右の頬を殴ったら左の頬を出す前にアッパーを決めてやる

「私たちの神なら、きっと貴方をシアワセにしてくれるわ」

「でも……」

 机を挟んで座る女の子は、迷うように視線を滑らせてはちらりとこちらを見た。先程からケーキに手を付けていない。真剣に話を聞いてくれていた。あとひと押しだ。目前にした勝利に心中でガッツポーズをし、ニッコリと優しく微笑みかけてやればほんのりと頬を染めた彼女は私の顔を見つめる。そっと机の上に置かれた手に自分のものを重ねる。

「ねえ、」

「あれ?雪音ちゃん」

「……袴田さん」

 心配してる?大丈夫よ。私は貴方を裏切らない。最後の決め手になるはずだった言葉が、闖入者によって遮られる。先ほどまでうっとりと私を見つめていた女の子は、我に返ったように手を引き抜き困惑した目で袴田を見た。

「アキラさん、お知り合いですか?それと、雪音って……?」

「俺?俺は彼女の友達の袴田。ここで会えたのも何かの縁だ。よろしくね」

 甘いルックスと声でついでにウインクときたものだ。火がついたように顔を真っ赤にした女の子に目を細めると、こちらを見て微かにかた頬を上げてみせる。机の上に置かれっぱなしの私の手が拳を作るよりも早く、再び女の子の方を向いた袴田は、誘いを口にしていた。

「せっかくだし、一緒に遊びに行かない?」

「え、でも」

「用事、終わったんだろう?君も一緒にどうだい」

 用事は、確かに終わった。もう少しで落ちそうだった女の子ターゲットは、私に不信感を抱いたようだし、何よりも目の前の顔が良いコイツにすっかり心奪われている。これでは、勧誘だって出来やしない。舌打ちを噛み殺し、残念だけど、と私は申し訳なさそうに笑みを浮かべた。

「私は行けないわ。2人で行ってきてちょうだい」

「そっか、それは残念だよ」

 何が残念だ。はらわたが煮えくりかえりそうな私に気づいていないわけではないくせに、袴田はただ眉を下げただけだった。それも、私ではなく彼女を釣るために。

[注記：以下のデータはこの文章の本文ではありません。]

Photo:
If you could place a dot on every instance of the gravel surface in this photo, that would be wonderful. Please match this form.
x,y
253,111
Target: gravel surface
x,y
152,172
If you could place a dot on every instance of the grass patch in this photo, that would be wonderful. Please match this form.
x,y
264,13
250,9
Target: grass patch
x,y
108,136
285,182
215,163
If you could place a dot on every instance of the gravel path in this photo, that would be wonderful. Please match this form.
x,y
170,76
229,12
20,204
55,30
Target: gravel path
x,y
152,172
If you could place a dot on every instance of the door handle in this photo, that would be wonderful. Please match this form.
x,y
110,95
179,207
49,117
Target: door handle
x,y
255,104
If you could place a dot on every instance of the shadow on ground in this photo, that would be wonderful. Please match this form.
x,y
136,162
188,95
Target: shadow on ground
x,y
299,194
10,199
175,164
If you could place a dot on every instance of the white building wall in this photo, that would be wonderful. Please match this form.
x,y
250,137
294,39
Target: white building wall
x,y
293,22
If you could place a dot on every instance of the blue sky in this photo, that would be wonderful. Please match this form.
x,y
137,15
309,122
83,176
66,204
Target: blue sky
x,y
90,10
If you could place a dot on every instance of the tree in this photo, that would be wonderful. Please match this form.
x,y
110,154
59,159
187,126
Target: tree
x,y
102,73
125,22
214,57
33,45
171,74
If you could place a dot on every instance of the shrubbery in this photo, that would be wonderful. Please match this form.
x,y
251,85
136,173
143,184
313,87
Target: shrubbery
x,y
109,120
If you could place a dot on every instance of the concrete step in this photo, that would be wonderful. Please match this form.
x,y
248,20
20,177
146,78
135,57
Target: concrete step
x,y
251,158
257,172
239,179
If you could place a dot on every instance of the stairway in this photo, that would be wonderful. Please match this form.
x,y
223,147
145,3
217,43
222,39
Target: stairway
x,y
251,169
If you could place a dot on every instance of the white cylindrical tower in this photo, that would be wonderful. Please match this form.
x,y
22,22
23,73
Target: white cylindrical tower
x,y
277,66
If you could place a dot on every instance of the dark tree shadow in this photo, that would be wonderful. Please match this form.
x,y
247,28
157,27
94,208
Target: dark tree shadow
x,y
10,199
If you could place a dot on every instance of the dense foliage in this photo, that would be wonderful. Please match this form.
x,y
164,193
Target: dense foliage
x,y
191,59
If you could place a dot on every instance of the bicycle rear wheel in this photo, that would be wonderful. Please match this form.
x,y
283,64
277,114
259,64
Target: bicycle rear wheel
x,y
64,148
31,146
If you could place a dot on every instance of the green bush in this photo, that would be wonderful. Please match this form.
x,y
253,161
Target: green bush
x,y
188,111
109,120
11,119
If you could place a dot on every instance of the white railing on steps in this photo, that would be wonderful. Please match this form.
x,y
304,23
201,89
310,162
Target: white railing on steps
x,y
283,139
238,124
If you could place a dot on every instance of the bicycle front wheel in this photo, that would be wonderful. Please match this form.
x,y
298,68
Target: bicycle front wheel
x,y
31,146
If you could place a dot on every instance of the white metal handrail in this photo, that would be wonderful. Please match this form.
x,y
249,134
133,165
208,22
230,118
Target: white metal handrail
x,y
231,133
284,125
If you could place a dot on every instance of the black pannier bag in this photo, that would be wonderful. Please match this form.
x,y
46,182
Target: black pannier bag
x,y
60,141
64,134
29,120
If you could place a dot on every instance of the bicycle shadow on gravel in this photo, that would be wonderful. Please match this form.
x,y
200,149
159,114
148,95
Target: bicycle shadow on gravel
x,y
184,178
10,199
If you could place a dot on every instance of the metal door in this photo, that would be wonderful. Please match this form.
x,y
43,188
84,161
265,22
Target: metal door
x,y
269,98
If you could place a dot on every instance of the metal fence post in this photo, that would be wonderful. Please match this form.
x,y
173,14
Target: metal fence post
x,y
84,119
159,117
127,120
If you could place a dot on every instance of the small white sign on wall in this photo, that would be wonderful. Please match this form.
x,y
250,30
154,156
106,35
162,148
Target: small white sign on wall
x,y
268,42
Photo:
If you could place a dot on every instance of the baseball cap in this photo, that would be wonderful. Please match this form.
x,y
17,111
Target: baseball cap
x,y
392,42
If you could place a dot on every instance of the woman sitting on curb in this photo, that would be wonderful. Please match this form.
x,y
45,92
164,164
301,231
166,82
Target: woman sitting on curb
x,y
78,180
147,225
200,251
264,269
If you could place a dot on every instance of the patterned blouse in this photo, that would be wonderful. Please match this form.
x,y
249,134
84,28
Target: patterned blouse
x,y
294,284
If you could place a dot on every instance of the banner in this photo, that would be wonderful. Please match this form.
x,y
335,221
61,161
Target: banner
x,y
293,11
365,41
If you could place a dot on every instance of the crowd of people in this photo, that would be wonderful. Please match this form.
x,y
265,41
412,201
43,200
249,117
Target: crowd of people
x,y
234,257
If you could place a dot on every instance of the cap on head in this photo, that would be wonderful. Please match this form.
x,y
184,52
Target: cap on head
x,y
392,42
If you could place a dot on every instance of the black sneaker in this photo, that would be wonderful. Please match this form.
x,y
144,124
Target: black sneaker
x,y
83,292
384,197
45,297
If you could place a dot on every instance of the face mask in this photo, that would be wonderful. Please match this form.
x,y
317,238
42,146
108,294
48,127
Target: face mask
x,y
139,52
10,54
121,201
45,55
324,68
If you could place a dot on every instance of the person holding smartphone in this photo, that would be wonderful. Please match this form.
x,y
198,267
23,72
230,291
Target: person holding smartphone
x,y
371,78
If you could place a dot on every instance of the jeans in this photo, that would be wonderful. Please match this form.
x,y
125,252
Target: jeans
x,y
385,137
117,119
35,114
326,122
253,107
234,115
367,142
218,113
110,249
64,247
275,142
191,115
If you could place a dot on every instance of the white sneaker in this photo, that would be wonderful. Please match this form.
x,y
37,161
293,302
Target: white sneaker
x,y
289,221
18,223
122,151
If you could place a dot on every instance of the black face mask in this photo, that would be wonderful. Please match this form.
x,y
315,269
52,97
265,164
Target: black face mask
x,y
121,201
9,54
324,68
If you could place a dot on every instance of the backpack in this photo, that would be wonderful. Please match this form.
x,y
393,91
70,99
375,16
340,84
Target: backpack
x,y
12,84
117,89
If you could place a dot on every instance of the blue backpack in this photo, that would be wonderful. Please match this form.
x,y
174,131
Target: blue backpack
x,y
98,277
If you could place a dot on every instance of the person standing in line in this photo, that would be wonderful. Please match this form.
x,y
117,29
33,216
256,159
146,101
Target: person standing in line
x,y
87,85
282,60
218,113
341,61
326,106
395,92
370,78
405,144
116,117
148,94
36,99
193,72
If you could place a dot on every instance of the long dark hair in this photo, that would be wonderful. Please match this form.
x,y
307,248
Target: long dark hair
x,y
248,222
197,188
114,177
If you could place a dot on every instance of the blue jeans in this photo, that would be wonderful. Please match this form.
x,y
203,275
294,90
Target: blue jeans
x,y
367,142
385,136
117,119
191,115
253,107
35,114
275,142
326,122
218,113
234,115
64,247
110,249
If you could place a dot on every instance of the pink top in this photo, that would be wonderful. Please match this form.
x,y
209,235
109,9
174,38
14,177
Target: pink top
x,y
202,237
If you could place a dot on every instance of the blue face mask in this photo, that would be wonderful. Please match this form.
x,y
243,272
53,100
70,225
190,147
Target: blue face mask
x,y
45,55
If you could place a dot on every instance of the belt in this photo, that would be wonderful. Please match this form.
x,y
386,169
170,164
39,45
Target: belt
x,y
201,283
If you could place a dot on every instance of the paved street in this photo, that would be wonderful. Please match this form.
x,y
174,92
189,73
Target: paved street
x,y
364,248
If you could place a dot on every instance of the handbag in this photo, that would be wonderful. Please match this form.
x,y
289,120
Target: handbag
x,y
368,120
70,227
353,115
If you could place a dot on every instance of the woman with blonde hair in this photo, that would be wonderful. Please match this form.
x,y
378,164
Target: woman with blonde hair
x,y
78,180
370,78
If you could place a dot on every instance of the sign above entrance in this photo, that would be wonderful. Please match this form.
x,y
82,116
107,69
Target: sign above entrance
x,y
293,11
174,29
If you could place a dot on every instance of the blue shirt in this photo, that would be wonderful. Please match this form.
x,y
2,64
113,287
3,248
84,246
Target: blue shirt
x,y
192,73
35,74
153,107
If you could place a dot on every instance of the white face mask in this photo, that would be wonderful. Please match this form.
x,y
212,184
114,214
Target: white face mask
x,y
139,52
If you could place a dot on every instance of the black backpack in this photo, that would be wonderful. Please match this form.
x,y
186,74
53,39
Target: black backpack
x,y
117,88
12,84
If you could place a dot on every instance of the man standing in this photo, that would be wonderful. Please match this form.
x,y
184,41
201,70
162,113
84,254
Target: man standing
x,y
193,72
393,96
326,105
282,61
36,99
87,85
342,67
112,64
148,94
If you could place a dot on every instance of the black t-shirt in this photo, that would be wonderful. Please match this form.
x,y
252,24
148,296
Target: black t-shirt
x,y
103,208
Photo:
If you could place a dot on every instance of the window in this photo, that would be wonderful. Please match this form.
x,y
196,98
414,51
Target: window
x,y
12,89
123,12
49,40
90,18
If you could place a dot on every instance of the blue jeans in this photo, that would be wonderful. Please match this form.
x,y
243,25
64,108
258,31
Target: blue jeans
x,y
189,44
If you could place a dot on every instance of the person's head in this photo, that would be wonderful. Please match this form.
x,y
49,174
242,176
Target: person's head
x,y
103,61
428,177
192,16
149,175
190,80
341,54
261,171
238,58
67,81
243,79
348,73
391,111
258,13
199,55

 案の定優しいんですね、だかなんとか言い始めた女の子とともに袴田は店を出て行く。後ろ手でひらりと振った手のひらに、残された伝票が私の手の中で音を立ててシワを作った。


***


「あらどうでした?新たな獲物の様子は」

「うん?良かったよ。さすが君が見初めてただけある」

「そうですか。死ね」

「酷いなぁ」

 大して気にした様子も無く勝手に隣に座った袴田が、マスターにスコッチを頼んだ。

「よくも邪魔したわね」

「邪魔?俺はただ怪しい宗教勧誘の不幸から女の子を助けただけ」

「その逃げた先が詐欺師あんただなんてそっちの方が不幸でしょ」

「そっちには、“神さま”って拠り所があるから?」

「そっちには、ただ男に騙されたという結果しか残らないから」

「俺はちゃんとステキな思い出もあげてるのに」

「黙ってろ女の敵め」

 肩をすくめた袴田は、いつのまにか置かれていたスコッチをちろりと舐めた。

「でも雪音ちゃん、いや、今回はアキラさんだっけ?偽名やめた方が良いって言ったのに」

「……今回は事情が複雑だったのよ。そっちこそ手を出さないでって言わなかった?」

「そうだっけ? 魅力的な女の子が居たからつい」

「お世辞は聞き飽きた」

「本心だよ、酷いなぁ」

 袴田の饒舌が止まる様子はなかった。面倒だ。コイツと長時間話していたくはない。立った私の腕が掴まれて、ぞわりと鳥肌がたった。

「待ってよ」

「……何?幸運の壺欲しいの?」

「いいねもらおうか。後払いで良い?」

「踏み倒す気でしょ詐欺師」

「効果ないくせにインチキ」

 ニッコリと不敵に笑うから、やっぱり私はコイツが嫌いだった。隠さずにした舌打ちに笑みを深くした袴田は、掴んでいた腕を引き寄せて耳元で囁く。甘ったるい声だった。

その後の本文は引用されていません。